D'abord scénariste, il passe à la mise en scène en 1942 avec Hände Hoch !, film de propagande sur la jeunesse. En 1944 sur un thème voisin, il signe Jeunes Aigles (Junge Adler). Avec la chute du nazisme, il se consacre quelque temps au court métrage documentaire, et réalise notamment Der Weg in die Freiheit (1952), une de ses œuvres les plus intéressantes. Il tourne ensuite : l'Amiral Canaris (Canaris, 1954), film d'espionnage de qualité, une adaptation des Buddenbrooks (1959), ainsi que Maigret fait mouche (Maigret und sein grösster Fall, 1966). Il a également dirigé un certain nombre de titres commerciaux de bonne facture, sans grand intérêt esthétique, dont Kitty (Kitty und die grosse Welt, 1956) ; Adorable Julia (Julia du bist zauberhaft, 1962), Das grosse Liebespiel (1963) et Belles d'un soir (Das Liebeskarusell, 1965).

WEILL (Kurt)

musicien allemand (Dessau 1900 - New York, N. Y., 1950).

Sa musique violente et au bord de la discordance, mêlée de nuances jazzées, personnifie admirablement le Berlin de l'entre-deux-guerres et fut souvent imitée.
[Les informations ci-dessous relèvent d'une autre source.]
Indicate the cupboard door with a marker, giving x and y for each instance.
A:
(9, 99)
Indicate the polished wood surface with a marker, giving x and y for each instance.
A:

Peu de ses « songs » restent dans la version cinématographique de l'Opéra de quat'sous (G. W. Pabst, 1931). Il compose pour Casier judiciaire (F. Lang, 1938) une partition dans le même style : c'est sa seule collaboration directe avec le cinéma, mais elle n'eut pas de succès. Aux États-Unis, il devient un musicien de Broadway, qui ne séduit pas le cinéma : sa partition pour Un caprice de Vénus (W. A. Seiter, 1948) fut reléguée à l'arrière-plan et My Ship, une de ses plus jolies chansons, coupée de l'adaptation cinématographique des Nuits ensorcelées (M. Leisen, 1945), son musical « broadwayen » le plus audacieux et le plus original.

WEINBERG (Hermann G.)

critique et cinéaste expérimental américain (New York, N. Y., 1908 - id. 1983).

Après des études de violon, il écrit des arrangements musicaux et des sous-titres pour les films muets étrangers. En 1929, tout en commençant des essais sur le cinéma, il réalise, à la manière de l'avant-garde européenne, une City Symphony sur New York. Fait « pour une jeune fille, afin de la conquérir » et inspiré par Brumes d'automne de Kirsanoff, son Autumn Fire (1930-31) est un « poème filmique » délicat et mélancolique. Collaborateur de Sight and Sound, des Cahiers du cinéma ou de Film Culture, il publie des livres sur Stroheim, Sternberg, Lubitsch et réunit, en 1970, ses principaux articles dans Saint Cinema.

WEIR (Peter)

cinéaste australien (Sydney, 1944).

Après plusieurs courts et moyens métrages, il tourne en 1974 les Voitures qui ont mangé Paris, film qui aborde avec originalité le domaine du fantastique. L'année suivante, Pique-nique à Hanging Rock permet au « nouveau » cinéma australien de conquérir les marchés extérieurs et impose Peter Weir comme l'un des leaders d'une génération qui est bien décidée à donner à l'Australie une place de choix parmi les grandes nations cinématographiques. La Dernière Vague (1977) flatte son goût de l'énigmatique, du magique, de l'ambiguïté. Gallipoli (1981), qui évoque à travers les destins de deux jeunes garçons, réunis par les hasards de la guerre et l'amour du sport, l'histoire d'une défaite héroïque (celle des volontaires australiens forcés de débarquer en 1915 au pied d'une imprenable falaise turque), remporte un vif succès public tout comme l'Année de tous les dangers (1982).